Большинство людей, с которыми я встречался, были людьми без цели, людьми, которые не ставили себе никаких задач.
Первая задача не обязательно должна быть и окончательной; так, парусный корабль идет сначала под одним ветром, потом под другим. Все дело в том, что он постоянно куда-то идет, продвигаясь к конечной цели.
До сих пор моя задача заключалась в том, чтобы дознаться, жив ли мой отец, а если жив, то где он, а затем — как освободить его из рабства.
Но все это, даже освобождение отца, были только лишь временные цели. А чего же хотел я для себя? Куда я шел? Что сделал, чтобы достичь главного?
Мое время было временем искателей приключений. Лишь недавно некий Вильгельм по прозвищу Завоеватель привел кучку авантюристов и солдат удачи из Нормандии в Англию. Не имея за душой почти ничего, кроме смелости, здравого смысла и мечей, они захватили богатые земли и стали пользоваться ими.
Другой нормандский род захватил Сицилию и создал там небольшое, но богатое королевство. Человек с мечом мог прорубить себе дорогу к богатству и власти, и не одним царством земным правили такие люди или их потомки.

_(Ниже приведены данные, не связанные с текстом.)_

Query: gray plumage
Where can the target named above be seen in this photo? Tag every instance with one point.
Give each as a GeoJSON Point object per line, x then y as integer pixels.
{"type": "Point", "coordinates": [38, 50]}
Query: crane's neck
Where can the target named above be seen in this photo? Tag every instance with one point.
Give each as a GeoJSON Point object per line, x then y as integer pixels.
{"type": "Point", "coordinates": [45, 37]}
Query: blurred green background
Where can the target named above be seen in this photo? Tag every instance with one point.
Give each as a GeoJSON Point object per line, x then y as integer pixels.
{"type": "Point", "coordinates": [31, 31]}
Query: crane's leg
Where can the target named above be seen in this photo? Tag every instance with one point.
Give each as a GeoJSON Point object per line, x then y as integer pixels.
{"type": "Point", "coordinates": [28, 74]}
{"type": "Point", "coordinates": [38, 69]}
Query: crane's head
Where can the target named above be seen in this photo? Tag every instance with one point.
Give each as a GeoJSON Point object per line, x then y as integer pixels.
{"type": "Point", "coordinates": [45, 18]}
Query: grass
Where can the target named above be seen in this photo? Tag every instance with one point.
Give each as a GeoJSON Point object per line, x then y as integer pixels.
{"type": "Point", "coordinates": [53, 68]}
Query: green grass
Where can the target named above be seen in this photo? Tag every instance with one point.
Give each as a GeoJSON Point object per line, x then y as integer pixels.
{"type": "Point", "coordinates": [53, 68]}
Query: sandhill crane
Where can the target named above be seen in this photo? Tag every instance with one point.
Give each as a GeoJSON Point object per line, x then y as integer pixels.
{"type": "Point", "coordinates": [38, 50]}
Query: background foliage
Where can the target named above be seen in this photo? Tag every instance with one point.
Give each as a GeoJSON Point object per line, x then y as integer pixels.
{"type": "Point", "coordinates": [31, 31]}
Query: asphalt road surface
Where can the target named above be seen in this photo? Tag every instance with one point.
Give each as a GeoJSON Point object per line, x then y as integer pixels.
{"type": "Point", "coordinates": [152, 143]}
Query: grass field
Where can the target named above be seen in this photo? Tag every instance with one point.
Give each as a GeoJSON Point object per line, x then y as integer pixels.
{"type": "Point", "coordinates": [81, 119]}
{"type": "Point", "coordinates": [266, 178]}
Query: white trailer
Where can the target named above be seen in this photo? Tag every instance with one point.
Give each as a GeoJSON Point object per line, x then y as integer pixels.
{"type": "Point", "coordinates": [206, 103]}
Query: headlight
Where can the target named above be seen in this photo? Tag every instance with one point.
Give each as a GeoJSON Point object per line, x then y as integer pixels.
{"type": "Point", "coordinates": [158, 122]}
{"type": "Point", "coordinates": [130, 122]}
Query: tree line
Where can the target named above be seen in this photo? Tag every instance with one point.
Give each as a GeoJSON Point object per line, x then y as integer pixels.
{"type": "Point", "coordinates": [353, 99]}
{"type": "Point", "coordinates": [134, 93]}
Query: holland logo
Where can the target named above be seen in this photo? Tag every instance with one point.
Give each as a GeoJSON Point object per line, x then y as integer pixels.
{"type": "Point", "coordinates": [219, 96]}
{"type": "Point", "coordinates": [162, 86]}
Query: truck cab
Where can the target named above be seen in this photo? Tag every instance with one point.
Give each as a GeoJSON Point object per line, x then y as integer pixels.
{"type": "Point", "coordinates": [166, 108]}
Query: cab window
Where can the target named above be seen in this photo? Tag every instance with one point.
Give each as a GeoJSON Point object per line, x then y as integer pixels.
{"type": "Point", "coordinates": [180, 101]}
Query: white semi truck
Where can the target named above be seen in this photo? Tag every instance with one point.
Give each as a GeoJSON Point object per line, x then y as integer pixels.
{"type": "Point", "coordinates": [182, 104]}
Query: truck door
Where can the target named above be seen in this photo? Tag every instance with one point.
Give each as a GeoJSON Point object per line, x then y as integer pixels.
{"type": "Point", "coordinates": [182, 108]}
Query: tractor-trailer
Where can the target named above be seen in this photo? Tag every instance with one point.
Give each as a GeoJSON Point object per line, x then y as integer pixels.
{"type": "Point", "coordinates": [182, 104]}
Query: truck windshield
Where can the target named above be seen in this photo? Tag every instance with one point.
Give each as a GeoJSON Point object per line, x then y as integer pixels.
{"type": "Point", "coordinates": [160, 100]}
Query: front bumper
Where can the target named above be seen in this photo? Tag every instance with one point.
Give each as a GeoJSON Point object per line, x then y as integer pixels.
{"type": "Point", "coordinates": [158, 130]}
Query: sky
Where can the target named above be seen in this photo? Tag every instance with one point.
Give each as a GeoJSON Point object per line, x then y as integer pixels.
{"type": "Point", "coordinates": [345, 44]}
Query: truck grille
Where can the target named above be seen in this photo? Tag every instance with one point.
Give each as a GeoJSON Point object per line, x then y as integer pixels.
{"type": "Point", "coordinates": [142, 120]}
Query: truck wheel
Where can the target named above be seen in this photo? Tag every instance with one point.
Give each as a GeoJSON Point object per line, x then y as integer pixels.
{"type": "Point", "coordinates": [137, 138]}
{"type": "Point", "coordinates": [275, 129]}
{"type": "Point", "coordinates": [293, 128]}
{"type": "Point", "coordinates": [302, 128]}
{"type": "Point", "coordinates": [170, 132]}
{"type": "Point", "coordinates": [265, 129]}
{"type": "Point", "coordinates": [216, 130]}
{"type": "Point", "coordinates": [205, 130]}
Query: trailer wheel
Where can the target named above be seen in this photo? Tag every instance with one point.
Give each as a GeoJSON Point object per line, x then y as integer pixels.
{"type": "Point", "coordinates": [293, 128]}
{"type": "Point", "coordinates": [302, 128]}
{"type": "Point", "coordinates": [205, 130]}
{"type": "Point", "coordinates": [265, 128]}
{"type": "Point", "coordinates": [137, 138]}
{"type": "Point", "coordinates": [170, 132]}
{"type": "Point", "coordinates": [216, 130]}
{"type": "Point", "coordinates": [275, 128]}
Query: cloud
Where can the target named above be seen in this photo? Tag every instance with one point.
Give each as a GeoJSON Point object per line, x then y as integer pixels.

Вчера я прибыл сюда в лохмотьях и голодный; сегодня со мной доверительно беседовал император — так может измениться фортуна человека.
Однако власть, богатство и дружба царей — все это вещи преходящие. Богатство — это претензия на отличие для тех, кто не имеет на это никаких иных прав.
Родословная наиболее важна для таких, кто сам не сделал ничего, и часто предок, от которого, по их словам, происходят эти люди, таков, что гордые потомки, случись им встретить праотца своего сегодня, и на порог бы его не пустили.
Родоначальниками знаменитых фамилий часто бывали пираты, грабители или энергичные крестьяне, которым случилось оказаться в нужное время в нужном месте и которые сумели воспользоваться удачей. Такие родоначальники в большинстве случаев глядели бы на своих потомков с презрением.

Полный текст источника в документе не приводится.